Jordan denied that last night, saying he had been responding to Frank’s comment that the 63 journalists who have been killed in Iraq were “collateral damage” in the war. “I was trying to make a distinction between ‘collateral damage’ and people who got killed in other ways,” Jordan said last night. “I have never once in my life thought anyone from the U.S. military tried to kill a journalist. Never meant to suggest that. Obviously I wasn’t as clear as I should have been on that panel.”
: Meanwhile, Jay Rosen sends an email to blogging friends (which I assume he’ll turn into a post soon) that talks about how bloggers filled out the story with journalism while the press remained silent. (Says Jay: “That is not necessarily bad that the press remains silent. If it’s a non-story, remaining NON is just fine.” I agree.) Sisyphus gets the WEF to admit it has a tape of Jordan’s comments and tries to get them to release it. He “commits an act of journalism in a shockingly simple way. Email the right guy.” Rebecca MacKinnon gives her account and gets Jordan to tell his side (though he made it a lot clearer by the time he got to Kurtz) and sets up a delicious tag to track the story. Jay gets the account of another witness, BBC boss Richard Sambrook. Michelle Malkin gets a statement from Barney Frank and another from David Gergen, more witnesses. Yes, there was a snitfit, a blogstorm — and until there was clarification, that’s what it takes sometimes. And there was also journalism. Both were pressure to get to the bottom of the story. Are we there yet?
: This is also about the speed of news. Back in the day of the news gatekeepers — now long gone, whether they know it or not — journalists could take their time reporting a story, for news wasn’t news until they said it was. And that wasn’t all bad: It allowed journalists to check facts, call sources, get it right.
But news got faster. All in all, that’s good; we’re informed faster.
But there are certainly issues. Witness the fog of war: Breaking News! We found a truck trailer that some expert says is used to make biological weapons. Later… Oh, nevermind, it’s used to make yogurt.
That’s an issue for the public; we have to learn to judge news better, to recognize that an early report can often be found to be a wrong report.
That’s also an issue for newsmakers: You can say something you didn’t mean to say or said in such a way that it is misinterpreted and your words will spread fast and so can the storms they cause. If you want to correct or clarify, there is no time to waste. Do it quickly and directly and talk to the people who are questioning you, the citizens.

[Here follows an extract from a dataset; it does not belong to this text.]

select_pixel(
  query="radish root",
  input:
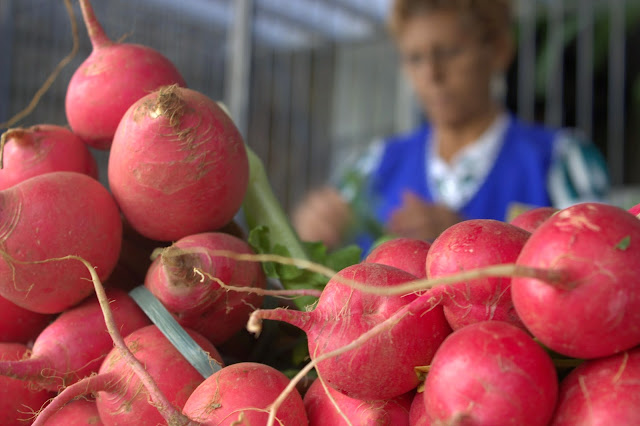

And, obviously, this is an issue for news organizations: You can’t take your sweet time reporting a story anymore, for the citizens will get ahead of you even without your resources and access. You should still get it right and do what it takes to do that, of course. But if you care about the truth, then you’d better go hunting it faster.
And, by the way, you’re no longer the gatekeeper.
: And this is about the death of off-the-record at any event citizens attend. The WEF is now trying to decide whether the event was or wasn’t off the record. Doesn’t matter anymore, folks; that’s irrelevant. The citizens in the room haven’t agreed to play by your rules the way journalists have. If they hear something, they’ll repeat it. If Jordan had, in fact, said that journalists were targeted as journalists by soldiers — which he didn’t; just speaking in the hypothetical here — then how can anyone expect the citizens, the citizen journalists, the bloggers in the room to remain silent? They shouldn’t.
The off-the-record gate has also fallen.
: LATER: Ernie Miller asks good questions about whether it is ethical for journalists to agree to an off-the-record rule for such an event and whether it is ethical for a journalist to speak off-the-record at such an event.